Disclaimer: I received a free electronic copy of this novel in exchange for an honest review.
The Winter Garden (The Ingenious Mechanical Devices Book 2) by Kara Jorgensen is the sequel to The Earl of Brass. While it is not necessary to have read The Earl of Brass to understand and enjoy The Winter Garden, I highly recommend it. Not only is it an exciting and intriguing read (see my review for more), having read The Earl of Brass gave me a better understanding of the world of The Winter Garden as well as gave me a creative respect for the way Jorgensen interwove the lives and stories of the characters from both novels.
The Winter Garden begins with young scholar Immanuel Winter saving Emmeline Jardine from drowning. In order to save Emmeline’s life, Immanuel must use a mysterious family heirloom, and after he does so, he and Emmeline are inexplicably bound together. Eventually, Immanuel and Emmeline are taken captive and must work together to escape and later discover the identity of their captor and how to permanently free themselves from the threat of his clutches.
Once again, Jorgensen has crafted complex and realistic characters. Immanuel and Emmeline could not be more different: he is a thoughtful, compassionate scholar and she is a self-interested, spoiled socialite. However, both characters are sympathetic and both learn to overcome their weaknesses and evolve into the people they are meant to be. Likewise, the supporting characters are well-rounded and have excellent chemistry with the protagonists and each other.

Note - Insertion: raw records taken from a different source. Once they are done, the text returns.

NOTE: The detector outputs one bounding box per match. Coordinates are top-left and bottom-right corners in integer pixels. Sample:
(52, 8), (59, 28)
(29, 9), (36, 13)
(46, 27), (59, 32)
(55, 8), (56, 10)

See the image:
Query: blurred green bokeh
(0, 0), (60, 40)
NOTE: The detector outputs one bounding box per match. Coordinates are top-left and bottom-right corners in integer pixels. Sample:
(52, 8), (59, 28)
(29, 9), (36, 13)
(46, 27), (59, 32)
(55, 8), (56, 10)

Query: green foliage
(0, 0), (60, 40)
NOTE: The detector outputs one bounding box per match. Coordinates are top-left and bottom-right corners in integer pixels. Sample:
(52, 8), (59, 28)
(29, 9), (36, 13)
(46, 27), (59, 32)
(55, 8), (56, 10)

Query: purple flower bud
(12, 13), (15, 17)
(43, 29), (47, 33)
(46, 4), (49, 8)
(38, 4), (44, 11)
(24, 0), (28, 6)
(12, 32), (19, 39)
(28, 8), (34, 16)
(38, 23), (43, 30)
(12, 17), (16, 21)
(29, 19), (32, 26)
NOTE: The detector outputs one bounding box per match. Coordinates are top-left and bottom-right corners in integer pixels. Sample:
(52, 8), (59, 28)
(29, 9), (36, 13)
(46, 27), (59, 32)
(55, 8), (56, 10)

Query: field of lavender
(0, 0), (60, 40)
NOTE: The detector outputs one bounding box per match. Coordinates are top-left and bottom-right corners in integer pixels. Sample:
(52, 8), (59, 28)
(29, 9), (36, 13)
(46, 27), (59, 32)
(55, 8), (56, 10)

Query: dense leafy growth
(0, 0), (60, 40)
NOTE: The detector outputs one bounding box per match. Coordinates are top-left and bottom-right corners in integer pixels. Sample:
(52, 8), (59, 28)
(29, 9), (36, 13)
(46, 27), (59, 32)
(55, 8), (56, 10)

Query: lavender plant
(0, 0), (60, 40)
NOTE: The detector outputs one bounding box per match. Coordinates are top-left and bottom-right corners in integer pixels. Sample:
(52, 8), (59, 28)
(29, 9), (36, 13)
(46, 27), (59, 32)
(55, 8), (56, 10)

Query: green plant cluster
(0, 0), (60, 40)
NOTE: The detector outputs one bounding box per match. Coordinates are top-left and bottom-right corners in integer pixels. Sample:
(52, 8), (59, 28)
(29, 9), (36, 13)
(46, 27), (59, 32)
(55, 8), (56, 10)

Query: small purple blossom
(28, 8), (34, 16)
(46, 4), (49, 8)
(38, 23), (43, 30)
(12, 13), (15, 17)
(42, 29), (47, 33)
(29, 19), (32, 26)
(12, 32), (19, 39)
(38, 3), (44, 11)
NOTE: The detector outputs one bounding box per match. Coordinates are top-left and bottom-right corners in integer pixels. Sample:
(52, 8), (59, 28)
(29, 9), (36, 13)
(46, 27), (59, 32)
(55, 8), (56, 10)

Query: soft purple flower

My favorite aspect of The Winter Garden is that Jorgensen expanded into new facets of the steampunk genre. In The Earl of Brass, Jorgensen featured steampunk technology, biomechanical limbs, and even explored a fantastical utopian society. In The Winter Garden, Jorgensen explores the “darker” side of steampunk, introducing readers to deadly mechanical devices, a spiritualist society, and a touch of what the “real world” would deem magic. These new subjects ramp up the styling and tone of the novel and set it apart from The Earl of Brass, while still keeping it true to the world Jorgensen created.
While some of the steampunk elements of the story are new, Jorgensen revisited similar themes from The Earl of Brass (albeit in different ways). Once again, the reader is introduced to a loving, respectful homosexual relationship, this time between two of the main characters. Likewise, Jorgensen revisits feminist themes, providing strong, female characters and reminding the reader that one can be a strong, capable woman and still have traditionally feminine values (ie: appreciation for fashion and desire to be a wife and mother). Additionally, Jorgensen grapples with questions of responsibility and power and how they should be executed in ethical ways.
The Winter Garden is an engaging, theme-driven novel full of vivacious characters and fantastical steampunk elements. If you are looking for a novel that is clever, thought-provoking, and just plain beautiful in the imagination, look no further.